O livro tece sutis relações entre os autores. Pizarnik ganha um livro de Ferrater, enviado por Julio Cortázar. O diário de Kafka (autor traduzido por Ferrater) que ela lê, o diário que escreve Pavese; ambos sofrendo de insônia. O alcoolismo de Ferrater e Sexton. O amor e o temor que Sexton e Pizarnik devotam a determinados objetos. A foto de Sexton encontrada no meio de um livro de Pavese. E cada autor é circulado por seus pares: Pavese está no mesmo sistema de Primo Levi, Calvino e Ginzburg, Pizarnik conversa com Cortázar, Paz e Calvino, Ferrater com Joan Brossa e Jaime Gil de Biedma, Sexton passeia com Plath, Lowell e Maxine Kumin. Narrativa de grandes solitários, contraditoriamente o livro constela uma multidão de paideumas.
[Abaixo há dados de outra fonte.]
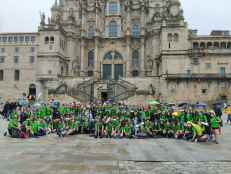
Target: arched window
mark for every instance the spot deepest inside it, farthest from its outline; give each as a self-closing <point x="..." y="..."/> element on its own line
<point x="90" y="73"/>
<point x="135" y="58"/>
<point x="91" y="58"/>
<point x="91" y="31"/>
<point x="46" y="40"/>
<point x="136" y="30"/>
<point x="135" y="73"/>
<point x="113" y="8"/>
<point x="113" y="29"/>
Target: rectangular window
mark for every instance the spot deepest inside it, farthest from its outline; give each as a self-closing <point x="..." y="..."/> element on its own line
<point x="1" y="75"/>
<point x="16" y="75"/>
<point x="222" y="71"/>
<point x="136" y="30"/>
<point x="2" y="59"/>
<point x="32" y="59"/>
<point x="16" y="59"/>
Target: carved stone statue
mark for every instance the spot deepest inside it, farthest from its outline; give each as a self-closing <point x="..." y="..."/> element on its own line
<point x="71" y="16"/>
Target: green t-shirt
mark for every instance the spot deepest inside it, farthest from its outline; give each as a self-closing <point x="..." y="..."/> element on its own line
<point x="35" y="127"/>
<point x="214" y="122"/>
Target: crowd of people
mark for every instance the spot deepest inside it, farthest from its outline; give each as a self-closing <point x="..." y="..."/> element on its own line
<point x="110" y="120"/>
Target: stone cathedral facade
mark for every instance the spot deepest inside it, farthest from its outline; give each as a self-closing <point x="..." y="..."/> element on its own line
<point x="116" y="49"/>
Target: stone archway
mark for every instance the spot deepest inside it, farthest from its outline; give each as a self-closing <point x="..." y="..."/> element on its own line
<point x="113" y="66"/>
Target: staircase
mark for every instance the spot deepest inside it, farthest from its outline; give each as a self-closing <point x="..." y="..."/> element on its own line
<point x="122" y="90"/>
<point x="84" y="91"/>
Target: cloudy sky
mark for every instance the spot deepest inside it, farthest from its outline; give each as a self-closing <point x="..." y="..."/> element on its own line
<point x="204" y="15"/>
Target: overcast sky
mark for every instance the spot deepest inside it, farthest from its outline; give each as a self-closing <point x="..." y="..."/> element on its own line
<point x="204" y="15"/>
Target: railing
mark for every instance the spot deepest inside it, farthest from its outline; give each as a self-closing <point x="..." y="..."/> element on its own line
<point x="198" y="76"/>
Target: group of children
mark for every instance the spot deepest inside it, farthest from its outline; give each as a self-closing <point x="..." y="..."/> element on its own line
<point x="114" y="121"/>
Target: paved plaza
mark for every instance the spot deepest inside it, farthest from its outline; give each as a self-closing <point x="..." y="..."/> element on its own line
<point x="83" y="154"/>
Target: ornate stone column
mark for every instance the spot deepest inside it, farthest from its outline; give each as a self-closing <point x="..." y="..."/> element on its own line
<point x="82" y="41"/>
<point x="97" y="35"/>
<point x="142" y="42"/>
<point x="82" y="68"/>
<point x="128" y="42"/>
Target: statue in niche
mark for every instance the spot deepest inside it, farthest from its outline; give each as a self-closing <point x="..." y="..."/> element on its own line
<point x="71" y="15"/>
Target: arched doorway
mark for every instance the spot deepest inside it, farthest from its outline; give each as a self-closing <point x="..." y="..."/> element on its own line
<point x="32" y="90"/>
<point x="112" y="66"/>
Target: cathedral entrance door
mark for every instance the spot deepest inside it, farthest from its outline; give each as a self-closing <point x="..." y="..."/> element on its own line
<point x="107" y="71"/>
<point x="104" y="96"/>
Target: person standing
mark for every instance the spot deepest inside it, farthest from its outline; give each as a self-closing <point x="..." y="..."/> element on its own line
<point x="215" y="126"/>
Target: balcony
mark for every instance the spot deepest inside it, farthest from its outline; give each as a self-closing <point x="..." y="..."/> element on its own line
<point x="211" y="76"/>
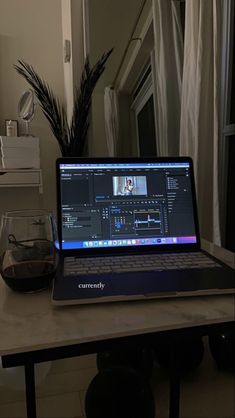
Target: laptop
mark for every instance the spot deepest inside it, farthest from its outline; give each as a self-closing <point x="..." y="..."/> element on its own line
<point x="128" y="230"/>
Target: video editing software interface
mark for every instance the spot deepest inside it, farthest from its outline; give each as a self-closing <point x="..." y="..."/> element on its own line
<point x="110" y="205"/>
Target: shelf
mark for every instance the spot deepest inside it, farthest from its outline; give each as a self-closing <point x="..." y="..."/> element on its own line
<point x="21" y="178"/>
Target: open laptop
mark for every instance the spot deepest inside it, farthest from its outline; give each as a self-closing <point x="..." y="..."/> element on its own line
<point x="128" y="229"/>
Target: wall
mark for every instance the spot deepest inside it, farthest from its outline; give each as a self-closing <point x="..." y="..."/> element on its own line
<point x="31" y="30"/>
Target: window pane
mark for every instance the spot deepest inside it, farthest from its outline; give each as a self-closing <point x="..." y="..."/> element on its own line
<point x="146" y="130"/>
<point x="230" y="218"/>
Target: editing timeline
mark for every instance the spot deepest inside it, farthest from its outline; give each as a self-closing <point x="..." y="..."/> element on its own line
<point x="116" y="207"/>
<point x="137" y="221"/>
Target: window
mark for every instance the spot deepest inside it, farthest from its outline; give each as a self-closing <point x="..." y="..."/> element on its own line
<point x="144" y="115"/>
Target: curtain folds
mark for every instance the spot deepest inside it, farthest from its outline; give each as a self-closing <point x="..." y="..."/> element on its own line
<point x="111" y="119"/>
<point x="168" y="41"/>
<point x="199" y="127"/>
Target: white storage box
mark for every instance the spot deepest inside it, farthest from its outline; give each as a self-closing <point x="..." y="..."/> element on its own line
<point x="20" y="152"/>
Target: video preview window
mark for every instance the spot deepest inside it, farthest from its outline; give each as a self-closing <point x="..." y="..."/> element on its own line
<point x="130" y="186"/>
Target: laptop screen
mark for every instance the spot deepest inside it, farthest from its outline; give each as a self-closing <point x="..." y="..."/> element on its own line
<point x="111" y="203"/>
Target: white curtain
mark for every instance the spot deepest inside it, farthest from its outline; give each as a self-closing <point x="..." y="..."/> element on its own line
<point x="200" y="107"/>
<point x="168" y="43"/>
<point x="111" y="119"/>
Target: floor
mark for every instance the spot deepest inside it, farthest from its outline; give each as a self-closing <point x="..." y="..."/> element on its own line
<point x="205" y="393"/>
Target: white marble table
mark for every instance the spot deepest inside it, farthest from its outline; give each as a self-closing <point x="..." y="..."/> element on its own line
<point x="29" y="322"/>
<point x="33" y="330"/>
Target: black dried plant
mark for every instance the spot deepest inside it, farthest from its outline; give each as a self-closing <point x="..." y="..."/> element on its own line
<point x="71" y="137"/>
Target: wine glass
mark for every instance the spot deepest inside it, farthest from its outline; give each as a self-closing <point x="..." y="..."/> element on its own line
<point x="27" y="253"/>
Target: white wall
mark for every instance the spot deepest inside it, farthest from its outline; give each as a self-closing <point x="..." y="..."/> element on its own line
<point x="31" y="30"/>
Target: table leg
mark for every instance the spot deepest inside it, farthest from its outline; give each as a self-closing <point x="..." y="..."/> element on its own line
<point x="174" y="402"/>
<point x="30" y="390"/>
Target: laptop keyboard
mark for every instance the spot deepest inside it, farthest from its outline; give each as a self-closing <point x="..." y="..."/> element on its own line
<point x="131" y="263"/>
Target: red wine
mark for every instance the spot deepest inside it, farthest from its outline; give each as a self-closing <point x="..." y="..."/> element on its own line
<point x="29" y="276"/>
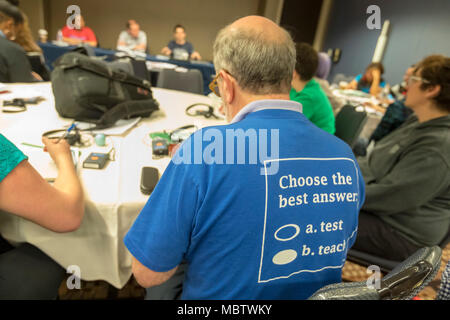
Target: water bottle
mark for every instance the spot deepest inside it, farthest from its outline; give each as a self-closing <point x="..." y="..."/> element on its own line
<point x="59" y="36"/>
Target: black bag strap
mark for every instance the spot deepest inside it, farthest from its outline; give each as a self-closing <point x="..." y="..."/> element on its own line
<point x="127" y="110"/>
<point x="76" y="60"/>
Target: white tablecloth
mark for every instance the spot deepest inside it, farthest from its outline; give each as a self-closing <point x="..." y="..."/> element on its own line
<point x="113" y="197"/>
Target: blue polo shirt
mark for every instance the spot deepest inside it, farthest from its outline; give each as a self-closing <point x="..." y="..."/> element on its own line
<point x="263" y="208"/>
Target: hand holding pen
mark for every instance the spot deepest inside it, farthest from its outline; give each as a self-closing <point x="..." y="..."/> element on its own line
<point x="72" y="126"/>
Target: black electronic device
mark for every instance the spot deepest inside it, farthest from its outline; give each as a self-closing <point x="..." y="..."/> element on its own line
<point x="149" y="179"/>
<point x="96" y="160"/>
<point x="160" y="147"/>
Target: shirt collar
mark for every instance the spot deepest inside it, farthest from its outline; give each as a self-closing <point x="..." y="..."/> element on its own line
<point x="267" y="105"/>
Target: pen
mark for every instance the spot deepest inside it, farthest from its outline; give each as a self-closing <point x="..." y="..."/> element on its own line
<point x="66" y="133"/>
<point x="32" y="145"/>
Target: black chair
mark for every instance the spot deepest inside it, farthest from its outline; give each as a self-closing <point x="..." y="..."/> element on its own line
<point x="367" y="259"/>
<point x="403" y="283"/>
<point x="189" y="81"/>
<point x="349" y="123"/>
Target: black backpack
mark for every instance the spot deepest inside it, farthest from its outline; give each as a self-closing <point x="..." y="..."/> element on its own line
<point x="90" y="90"/>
Com um estilo que mescla frases curtas, secas e sincopadas a sentenças mais longas, temperadas com citações de textos dos próprios autores, tudo quase sempre narrado no pulsante presente do indicativo, Tallón alia as informações jornalísticas pontuais, advindas de pesquisas exaustivas e coordenadas com muita imaginação, a passagens líricas, em que demonstra o dom de captar a imagem imprevista:
“Ser poeta é ocupar os espaços de olhos fechados”, “seu coração tombou de lado, como se nas entranhas também houvesse acidentes de trânsito”, “a mala aberta no meio do aposento, como um homem assassinado pelas costas”, “a noite alta entra em casa como um ladrão”, “tudo encontraria seu lugar definitivo, como essas estradas que terminam perto do mar por falta de solo firme”.
Portanto essa “espécie de biografia das horas da morte”, no dizer de Bruna Beber no prefácio, me parece um presente perfeito. Sim, Tallón escreveu um livrinho que acaba mal, que tem lá seus momentos de delicada e funda tristeza; contudo, em seu registro ambíguo, mostra um quarteto de personagens firmemente (às vezes bambeando, no caso dos alcoólatras) atravessados por um projeto: assinar sua obra final. Tomam a vida com as próprias mãos. Como em O Deus Selvagem, daquele quase-suicida A. Alvarez, amigo de Sylvia Plath, Fim do Poema é um deserto que se percorre até descobrirmos que, do outro lado, só há mais contundentes Saaras.
Mas, ao contrário da celebração descerebrada do culto narcísico das redes sociais, encontramos nestes quatro cavaleiros um apocalipse íntimo, acolhedor e sábio. Falar sobre o suicídio evita o suicídio, e só por isso este livro já se faz necessário. Assim, mostrar esses poetas nos litorais de seu autossilenciamento me parece uma estratégia sagaz de Tallón, por torná-los mais vivos. “Poemas são feitos de objetos e vozes; coisa e presença”, lembra Beber. Para quem tem ouvidos de ouvir, o silêncio fala muito alto.